Health reported that some of the lowest rates can be found in Latin American countries, such as Brazil and the Dominican Republic, while richer countries (based on their GDP per capita), like Russia, Japan, and France, are among the highest. These nations report numbers between two and three times as high as the U.S.
In Russia for example, approximately 54 of every 100,000 men commit suicide every year, but the region’s high rates of alcohol consumption may also be a factor.
Most suicide attempts fail (Fact)
Dr. Valenstein said their data showed on average, only 1 in every 10 to 25 suicide attempts result in death.
To further lower that rate, Dr. Valenstein suggests “taking away the means.”
“Make sure people you’re concerned about don’t have stockpiles of meds or access to guns,” she says.
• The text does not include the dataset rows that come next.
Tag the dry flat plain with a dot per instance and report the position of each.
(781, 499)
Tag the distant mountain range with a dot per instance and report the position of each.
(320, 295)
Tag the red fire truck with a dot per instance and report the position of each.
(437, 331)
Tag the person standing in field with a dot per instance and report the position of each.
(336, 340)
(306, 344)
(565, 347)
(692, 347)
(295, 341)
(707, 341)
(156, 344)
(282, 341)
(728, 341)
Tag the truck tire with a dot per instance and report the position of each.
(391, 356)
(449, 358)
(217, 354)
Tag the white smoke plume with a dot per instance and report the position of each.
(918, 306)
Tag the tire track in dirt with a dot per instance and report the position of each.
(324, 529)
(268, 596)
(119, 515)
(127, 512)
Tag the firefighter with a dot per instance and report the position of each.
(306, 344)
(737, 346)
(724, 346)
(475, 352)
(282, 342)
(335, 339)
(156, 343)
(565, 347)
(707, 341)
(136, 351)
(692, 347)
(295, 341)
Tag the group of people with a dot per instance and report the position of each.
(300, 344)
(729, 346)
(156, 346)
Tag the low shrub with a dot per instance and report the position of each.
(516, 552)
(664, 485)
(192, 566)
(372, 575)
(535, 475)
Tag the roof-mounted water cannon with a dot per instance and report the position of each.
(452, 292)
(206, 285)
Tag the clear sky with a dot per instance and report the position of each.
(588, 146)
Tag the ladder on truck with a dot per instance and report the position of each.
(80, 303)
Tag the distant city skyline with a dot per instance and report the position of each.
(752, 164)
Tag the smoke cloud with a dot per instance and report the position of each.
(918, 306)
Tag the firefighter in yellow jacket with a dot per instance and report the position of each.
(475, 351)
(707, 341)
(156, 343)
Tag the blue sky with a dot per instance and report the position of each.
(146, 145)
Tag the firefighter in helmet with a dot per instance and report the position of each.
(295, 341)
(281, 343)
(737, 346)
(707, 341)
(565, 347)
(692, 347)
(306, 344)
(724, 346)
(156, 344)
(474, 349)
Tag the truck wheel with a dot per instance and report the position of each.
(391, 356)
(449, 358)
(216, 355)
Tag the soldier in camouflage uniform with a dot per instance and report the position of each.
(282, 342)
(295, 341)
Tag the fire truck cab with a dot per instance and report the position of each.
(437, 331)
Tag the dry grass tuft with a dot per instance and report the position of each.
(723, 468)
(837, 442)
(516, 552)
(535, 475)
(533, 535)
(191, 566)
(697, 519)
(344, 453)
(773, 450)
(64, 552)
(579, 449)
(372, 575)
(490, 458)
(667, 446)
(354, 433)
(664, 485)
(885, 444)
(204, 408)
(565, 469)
“You want to make it difficult for them to enact a persistent suicidal thought.”
Suicide is more common than in the past (Myth)
While suicides rates in America have remained relatively consistent in the past several decades, there is a possibility it has slightly decreased.
But youth between the ages of 15 and 24 are more than twice as likely to commit suicide today compared to 50 years ago.
The World Health Organization provided too that globally, suicide rates have increased by about 60% in the last 45 years.
Treatment cuts suicide risk (Fact)
“There are not a lot of ways to prevent suicide at this point,” says Dr. Valenstein, adding that successful treatment of any ‘underlying psychiatric disorder’ is important and can reduce suicidal thoughts, particularly among the elderly.
She added that a common concern during the first week of therapy was that antidepressants can actually raise the risk of suicide among patients under the age of 25.
“If you successfully treat depression,” notes Dr. Valenstein, “suicidal ideation declines.”
Suicides can trigger “copy cat” attempts (Fact)
Unfortunately, exposure to others who have committed suicide may “reduce some of the barriers to people thinking of doing it,” says Dr. Valenstein.
She points out that this link has helped rewrite rules in journalistic reporting. Now, journalists refrain from going into detail or sensationalizing deaths brought about by suicide.
“They usually finish up any story with a reference to a hotline so that distressed people reading it will reach out for help rather than being tempted to emulate,” Dr. Valenstein adds.
Fewer people are calling hotlines (Myth)
Reaching out for help is the first step in preventing suicides, and among the most accessible is using a suicide hotline.
Use of this support has been on the rise among veterans in recent years in response to increased publicity, says Dr. Valenstein.
Veterans can call the general hotline at 800-273-TALK and press “1”.
“But anyone can call the hotline for advice, even if they are worried about someone else,” adds Dr. Valenstein.
Suicides are more common on weekends (Myth)
A yet to be published study of Dr. Valenstein and her colleagues found that suicides commonly fell on Mondays.
“I would assume that the start of the work week is a more stressful time for people,”said Dr. Valenstein, but added it wasn’t conclusive yet.
Men are at greater risk (Fact)
While three times more women than men attempt suicide, four times more men than women actually kill themselves, said Dr. Valenstein.
In the US, more than half of suicides are committed with the use of guns. This violent and usually irreversible route is the choice of most men. However, Dr. Valenstein adds, the most common method among women is poisoning, typically an overdose of medication, the result of which is less often lethal.